A waitress has taken prime minister John Key to task for repeatedly pulling on her ponytail when he visited the suburban Auckland cafe where she works, prompting Key to apologize.
“There’s always lots of horsing around and sort of practical jokes and that’s all there really was to it,” he told TV newscaster One News. Asked if his actions were appropriate, he said: “It’s a very warm, friendly relationship. In that context you’d say yes, but if you look at it now, no.”
Key’s office later said in a statement: “His actions were intended to be light-hearted. It was never his intention to make her feel uncomfortable and he has apologized to her.”
The anonymous waitress told a far different tale on a New Zealand blog, recounting a harrowing series of hair-pulling episodes, in which she repeatedly told Key to stop:
He was like the school yard bully tugging on the little girls’ hair trying to get a reaction, experiencing that feeling of power over her.
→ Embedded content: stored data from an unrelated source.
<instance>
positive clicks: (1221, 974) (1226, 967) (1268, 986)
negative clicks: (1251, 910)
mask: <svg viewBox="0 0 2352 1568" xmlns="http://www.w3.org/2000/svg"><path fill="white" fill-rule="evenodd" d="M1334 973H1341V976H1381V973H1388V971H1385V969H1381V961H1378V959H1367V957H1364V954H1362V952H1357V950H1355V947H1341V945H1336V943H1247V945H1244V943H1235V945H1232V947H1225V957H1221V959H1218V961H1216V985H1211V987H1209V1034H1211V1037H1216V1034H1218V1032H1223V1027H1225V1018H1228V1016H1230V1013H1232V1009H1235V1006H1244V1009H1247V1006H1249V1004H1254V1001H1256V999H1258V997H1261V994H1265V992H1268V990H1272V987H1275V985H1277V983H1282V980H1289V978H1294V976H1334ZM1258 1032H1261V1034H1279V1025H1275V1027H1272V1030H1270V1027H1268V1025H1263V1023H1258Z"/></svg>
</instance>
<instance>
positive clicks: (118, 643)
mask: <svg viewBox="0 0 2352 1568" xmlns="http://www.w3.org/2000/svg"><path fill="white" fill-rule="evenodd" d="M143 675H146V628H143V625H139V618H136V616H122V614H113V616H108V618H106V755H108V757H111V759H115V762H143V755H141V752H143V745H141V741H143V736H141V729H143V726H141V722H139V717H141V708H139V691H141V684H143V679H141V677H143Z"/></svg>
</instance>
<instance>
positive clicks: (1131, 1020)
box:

I would think to myself, even a five-year-old could tell you that if you pull on a girls’ hair she will not like it, I shouldn’t have to tell the prime minister that I don’t like it when he pulls my hair—talk about stating the obvious!
After one hair-pulling incident, she wrote, “I felt powerless and tormented and I stepped out the back and I cried frustrated tears.”
New Zealand politicians were quick to condemn Key’s strange behavior. “As politicians our job is to make people feel safe at work, not bullied,” the Green Party’s Metieria Tureishe told the New Zealand Herald. “We should expect higher standards of behavior from our prime minister, not this weird hair-pulling.”
“It’s never OK to touch someone without their permission,” New Zealand human rights commissioner Jackie Blue said on her Facebook page. “Talking about what’s acceptable and what isn’t is a conversation worth having and one every New Zealander needs to be part of.”
Key won a decisive re-election victory in September, and is in his third term in office.